Mexicantortilla · 15/03/2025 21:14

Is he ASD too op? He sounds like he may be anxious and therefore becomes obnoxious to service staff to compensate for how he feels? With you having a possible ASD child with him it just raises the question? Hope you do manage to have a good holiday xx

JustAnotherManicMomday · 15/03/2025 21:15

Just tell him as the parent to a daughter if a man his age spoke to her the way he spoke to the lady for doing her job, you would have done far worse than get on the plane. He needs to understand that as parents we set an example to our kids of what is acceptable behaviour and he needs to apologise to the kids for how he acted so they know its not OK for a man to treat them that way.

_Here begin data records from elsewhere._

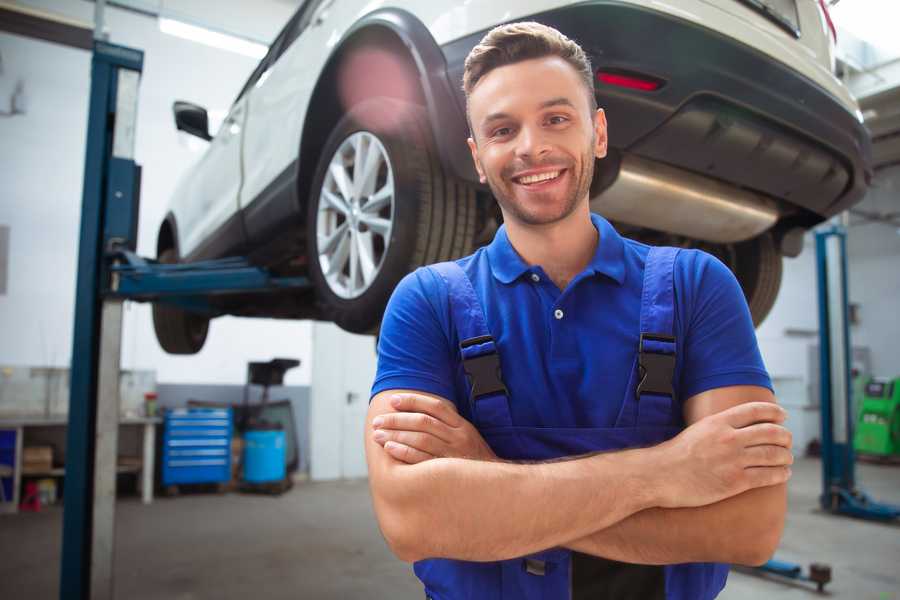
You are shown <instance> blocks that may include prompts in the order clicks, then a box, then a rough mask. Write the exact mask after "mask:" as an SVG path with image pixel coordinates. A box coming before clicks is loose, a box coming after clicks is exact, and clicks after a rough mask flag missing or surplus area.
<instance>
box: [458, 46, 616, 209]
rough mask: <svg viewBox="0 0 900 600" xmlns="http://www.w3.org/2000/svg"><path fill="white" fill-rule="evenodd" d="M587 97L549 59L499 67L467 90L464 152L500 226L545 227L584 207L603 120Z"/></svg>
mask: <svg viewBox="0 0 900 600" xmlns="http://www.w3.org/2000/svg"><path fill="white" fill-rule="evenodd" d="M591 93H592V92H591ZM587 94H588V91H587V90H586V89H585V84H584V81H583V80H582V79H581V77H580V76H579V75H578V73H577V72H576V71H575V69H573V68H572V66H571V65H569V64H568V63H567V62H566V61H565V60H563V59H562V58H559V57H555V56H548V57H544V58H537V59H530V60H525V61H522V62H517V63H513V64H510V65H505V66H502V67H497V68H495V69H493V70H492V71H490V72H488V73H487V74H486V75H485V76H484V77H483V78H482V79H481V80H479V81H478V84H477V85H476V86H475V88H474V89H473V90H472V92H471V94H470V95H469V105H468V107H469V118H470V121H471V124H472V135H473V138H470V139H469V148H470V150H471V151H472V158H473V159H474V160H475V166H476V168H477V169H478V174H479V176H480V177H481V181H482V182H485V181H486V182H487V183H488V185H490V187H491V191H492V192H493V193H494V196H495V197H496V198H497V201H498V202H499V203H500V208H501V209H502V210H503V215H504V219H506V220H509V219H515V220H516V221H518V222H520V223H522V224H526V225H546V224H551V223H555V222H558V221H561V220H563V219H565V218H566V217H567V216H569V215H570V214H572V213H573V212H574V210H575V208H576V207H577V206H578V205H579V203H580V202H587V198H588V191H589V189H590V185H591V178H592V177H593V174H594V157H595V156H596V157H597V158H602V157H603V156H605V155H606V118H605V116H604V114H603V111H602V110H598V111H597V113H596V114H593V113H592V111H591V107H590V104H589V101H588V96H587Z"/></svg>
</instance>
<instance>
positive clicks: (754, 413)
mask: <svg viewBox="0 0 900 600" xmlns="http://www.w3.org/2000/svg"><path fill="white" fill-rule="evenodd" d="M717 416H718V417H719V418H722V419H725V421H726V422H727V423H728V424H729V425H731V426H732V427H735V428H741V427H747V426H748V425H753V424H754V423H781V422H783V421H784V420H785V418H787V413H786V412H785V410H784V409H783V408H781V407H780V406H778V405H777V404H775V403H774V402H745V403H743V404H738V405H737V406H732V407H731V408H729V409H727V410H723V411H722V412H720V413H719V414H718V415H717Z"/></svg>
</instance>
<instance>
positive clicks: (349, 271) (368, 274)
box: [307, 98, 476, 333]
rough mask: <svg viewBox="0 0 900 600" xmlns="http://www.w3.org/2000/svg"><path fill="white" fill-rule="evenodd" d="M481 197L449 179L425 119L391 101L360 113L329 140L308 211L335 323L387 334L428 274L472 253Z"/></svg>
mask: <svg viewBox="0 0 900 600" xmlns="http://www.w3.org/2000/svg"><path fill="white" fill-rule="evenodd" d="M475 214H476V206H475V192H474V189H473V188H472V187H471V186H469V185H468V184H466V183H463V182H460V181H456V180H453V179H451V178H450V177H448V176H446V175H445V174H444V173H443V170H442V169H441V166H440V163H439V162H438V159H437V155H436V153H435V151H434V149H433V144H432V142H431V135H430V129H429V126H428V122H427V119H426V114H425V111H424V110H423V109H422V108H421V107H419V106H416V105H413V104H409V103H406V102H401V101H397V100H393V99H389V98H374V99H371V100H367V101H365V102H363V103H360V104H358V105H356V106H355V107H353V108H352V109H351V110H350V111H349V112H348V113H347V115H346V116H345V117H344V118H343V119H341V121H340V122H338V124H337V125H336V126H335V128H334V130H333V131H332V133H331V135H330V136H329V138H328V141H327V142H326V144H325V146H324V148H323V152H322V155H321V158H320V160H319V165H318V167H317V170H316V176H315V178H314V181H313V187H312V193H311V195H310V199H309V204H308V212H307V247H308V256H309V265H310V268H309V271H310V278H311V279H312V281H313V283H314V284H315V287H316V296H317V300H318V302H319V305H320V308H321V310H322V313H323V315H324V316H325V318H327V319H329V320H331V321H334V322H335V323H337V324H338V325H339V326H340V327H341V328H343V329H345V330H347V331H351V332H355V333H369V332H372V331H374V330H376V329H377V327H378V325H379V323H380V321H381V316H382V314H383V312H384V307H385V305H386V304H387V301H388V298H389V297H390V294H391V292H392V291H393V289H394V287H395V286H396V285H397V283H398V282H399V281H400V279H401V278H402V277H403V276H404V275H406V274H407V273H408V272H410V271H412V270H413V269H415V268H416V267H418V266H421V265H424V264H429V263H433V262H438V261H442V260H450V259H453V258H458V257H460V256H464V255H466V254H468V253H469V252H471V250H472V242H473V240H474V236H475Z"/></svg>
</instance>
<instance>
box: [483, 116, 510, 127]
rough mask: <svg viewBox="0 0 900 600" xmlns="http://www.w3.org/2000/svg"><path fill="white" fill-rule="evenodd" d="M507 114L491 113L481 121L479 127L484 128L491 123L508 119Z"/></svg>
mask: <svg viewBox="0 0 900 600" xmlns="http://www.w3.org/2000/svg"><path fill="white" fill-rule="evenodd" d="M509 118H510V116H509V113H491V114H489V115H488V116H486V117H485V118H484V119H482V120H481V126H482V127H484V126H486V125H488V124H489V123H491V122H492V121H500V120H502V119H509Z"/></svg>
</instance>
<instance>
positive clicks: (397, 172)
mask: <svg viewBox="0 0 900 600" xmlns="http://www.w3.org/2000/svg"><path fill="white" fill-rule="evenodd" d="M519 20H535V21H539V22H541V23H544V24H547V25H550V26H553V27H555V28H557V29H559V30H560V31H562V32H563V33H564V34H566V35H567V36H569V37H570V38H572V39H574V40H575V41H577V42H578V43H579V44H581V45H582V47H583V48H584V49H585V51H586V52H587V53H588V55H589V56H590V58H591V61H592V64H593V67H594V69H595V70H596V79H595V92H596V96H597V100H598V102H599V105H600V106H601V107H603V108H604V109H605V110H606V114H607V118H608V121H609V123H610V126H609V146H610V151H609V156H608V157H607V158H605V159H604V160H602V161H598V163H597V169H596V172H595V177H594V181H593V185H592V187H591V208H592V210H594V211H596V212H599V213H600V214H603V215H604V216H606V217H607V218H608V219H610V220H611V221H612V222H613V223H614V224H615V225H616V226H617V227H618V228H619V230H620V231H621V232H622V233H623V234H625V235H628V236H630V237H633V238H636V239H640V240H642V241H646V242H648V243H653V244H668V245H676V246H681V247H697V248H702V249H704V250H706V251H708V252H710V253H712V254H714V255H715V256H717V257H719V258H720V259H721V260H722V261H723V262H724V263H725V264H727V265H728V266H729V267H730V268H731V269H732V270H733V271H734V273H735V275H736V277H737V279H738V281H739V282H740V284H741V286H742V288H743V290H744V293H745V295H746V298H747V302H748V304H749V307H750V311H751V314H752V315H753V319H754V321H755V322H756V323H757V324H759V323H760V322H761V321H762V320H763V319H764V318H765V316H766V314H767V313H768V312H769V310H770V309H771V307H772V305H773V303H774V301H775V297H776V295H777V292H778V288H779V286H780V283H781V272H782V257H783V256H796V255H797V254H798V253H799V252H800V250H801V248H802V238H803V233H804V232H805V231H807V230H808V229H809V228H811V227H813V226H814V225H816V224H817V223H820V222H822V221H823V220H825V219H828V218H830V217H831V216H833V215H835V214H837V213H839V212H841V211H843V210H846V209H847V208H848V207H850V206H852V205H853V204H854V203H856V202H858V201H859V200H861V199H862V197H863V195H864V193H865V191H866V189H867V187H868V184H869V181H870V179H871V167H870V154H871V150H870V139H869V136H868V134H867V132H866V130H865V128H864V127H863V124H862V115H861V113H860V111H859V109H858V106H857V104H856V102H855V100H854V99H853V98H852V96H851V95H850V93H849V92H848V90H847V89H846V87H845V86H844V85H843V84H842V83H841V82H840V81H839V80H838V79H837V78H836V77H835V76H834V74H833V72H834V68H833V67H834V35H835V33H834V28H833V26H832V25H831V21H830V18H829V16H828V12H827V8H826V6H825V3H824V2H822V1H821V0H719V1H717V2H711V1H710V0H681V1H680V2H678V3H677V6H676V5H675V4H671V3H660V2H654V1H651V0H595V1H587V2H585V1H577V2H576V1H560V0H533V1H528V2H521V1H518V0H517V1H515V2H513V1H511V0H503V1H497V0H470V1H467V2H416V1H413V0H390V1H388V2H378V3H369V2H365V1H364V0H306V1H305V2H303V4H302V5H301V6H300V8H299V9H298V10H297V12H296V13H295V14H294V15H293V16H292V18H291V19H290V21H289V22H288V23H287V25H286V26H285V27H284V29H283V30H282V31H281V33H280V34H279V35H278V36H277V38H276V39H275V41H274V42H273V43H272V45H271V47H270V48H269V51H268V54H267V55H266V56H265V57H264V58H263V59H262V61H261V62H260V64H259V66H258V67H257V68H256V69H255V70H254V71H253V73H252V75H251V76H250V78H249V79H248V81H247V83H246V84H245V85H244V87H243V89H242V90H241V91H240V93H239V94H238V96H237V99H236V100H235V102H234V104H233V105H232V106H231V109H230V111H229V112H228V115H227V117H226V118H225V120H224V122H223V123H222V125H221V127H220V128H219V129H218V132H217V133H216V135H215V136H214V137H213V136H211V135H210V133H209V131H208V129H209V126H208V122H209V121H208V116H207V111H206V110H205V109H204V108H202V107H199V106H196V105H193V104H190V103H187V102H176V103H175V106H174V112H175V122H176V126H177V127H178V129H180V130H183V131H186V132H188V133H192V134H194V135H197V136H199V137H201V138H203V139H206V140H208V141H209V147H208V148H207V150H206V151H205V153H204V154H203V155H202V157H201V158H200V160H199V161H198V163H197V164H196V165H194V166H193V168H192V169H191V170H190V171H189V172H188V173H187V175H186V176H185V177H184V178H183V179H182V180H181V181H180V183H179V185H178V187H177V189H176V191H175V194H174V197H173V198H172V201H171V205H170V210H169V211H168V213H167V214H166V216H165V219H164V221H163V222H162V225H161V227H160V229H159V234H158V238H157V257H158V260H159V261H161V262H165V263H175V262H192V261H197V260H202V259H211V258H219V257H225V256H231V255H240V256H246V257H248V258H249V260H250V261H251V262H253V263H254V264H256V265H260V266H264V267H266V268H268V269H269V270H270V271H271V272H273V273H274V274H276V275H281V276H305V277H307V278H308V279H309V280H310V282H311V286H310V287H309V289H307V290H305V291H302V292H297V291H281V292H274V293H266V294H255V295H233V296H223V297H220V298H215V299H213V300H212V301H211V302H212V307H213V308H212V309H209V310H208V311H207V312H190V311H188V310H185V309H184V308H183V307H182V308H179V307H175V306H169V305H164V304H157V305H154V309H153V318H154V326H155V329H156V333H157V338H158V340H159V342H160V344H161V345H162V347H163V348H164V349H165V350H166V351H168V352H171V353H194V352H197V351H199V350H200V348H201V347H202V346H203V343H204V341H205V339H206V334H207V331H208V327H209V321H210V319H211V318H214V317H216V316H219V315H225V314H230V315H243V316H262V317H274V318H287V319H303V318H313V319H322V320H329V321H333V322H335V323H337V324H338V325H339V326H340V327H342V328H344V329H346V330H348V331H352V332H372V331H375V330H377V328H378V326H379V323H380V319H381V316H382V314H383V311H384V307H385V305H386V303H387V300H388V298H389V297H390V294H391V292H392V290H393V289H394V287H395V285H396V284H397V283H398V281H399V280H400V279H401V278H402V277H403V276H404V275H405V274H406V273H408V272H410V271H411V270H413V269H415V268H416V267H418V266H420V265H423V264H428V263H432V262H437V261H441V260H448V259H452V258H456V257H459V256H464V255H466V254H468V253H470V252H471V251H472V250H473V249H474V248H476V247H477V246H478V245H481V244H484V243H486V242H488V241H489V240H490V239H491V238H492V236H493V234H494V232H495V231H496V229H497V227H498V224H499V222H500V213H499V210H498V209H497V207H496V203H495V202H494V201H493V199H492V197H491V193H490V190H489V189H487V188H486V187H485V186H482V185H480V184H479V183H478V179H477V176H476V173H475V170H474V167H473V165H472V161H471V157H470V156H469V151H468V148H467V145H466V137H467V135H468V127H467V124H466V118H465V98H464V95H463V92H462V89H461V81H462V72H463V63H464V60H465V57H466V55H467V54H468V52H469V51H470V50H471V49H472V47H474V46H475V45H476V44H477V43H478V41H479V40H480V39H481V38H482V36H483V35H484V34H485V33H486V32H487V31H488V30H490V29H491V28H493V27H494V26H496V25H498V24H501V23H505V22H511V21H519Z"/></svg>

CountessWindyBottom · 15/03/2025 21:19

Irrespective of everything else, his abhorrent treatment of 'service' staff would be the nail in the coffin for me @AskingForTacos. He sounds like a hideous human being.

BustingBaoBun · 15/03/2025 21:21

CountessWindyBottom · 15/03/2025 21:19

Irrespective of everything else, his abhorrent treatment of 'service' staff would be the nail in the coffin for me @AskingForTacos. He sounds like a hideous human being.

I agree. That's me. That's my DCs who have had part time jobs doing service jobs

Fatcrab · 15/03/2025 21:26

He found out

To have ditched twat DH at the airport and gone on holiday without him?
Fatcrab · 15/03/2025 21:26

@AskingForTacos Wonderful username 🥰🌮🌮

researchers3 · 15/03/2025 21:33

AskingForTacos · 14/03/2025 16:11

He's annoyed that I didn't back him up and show a united front against the Ryanair staff, it's pathetic.

Why would you be united with him calling someone a bitch for doing her job?!

Please show him this! What an arsehole.

He's frugal but wanted all of you to pay for another lot of flights unnecessarily?!

August1980 · 15/03/2025 21:35

I think you did super! Well done. I hope he doesn’t come and you have a lovely time away… you ok to cope with the kids alone? If so, you are my hero twice over :)

Codlingmoths · 15/03/2025 21:42

When he gets there and complains about the busses, you smile brightly and say imagine how much ds would have struggled with that, good thing the rest of us caught the original flight!

I am going along with your plan to not kick off. I hope that works for you.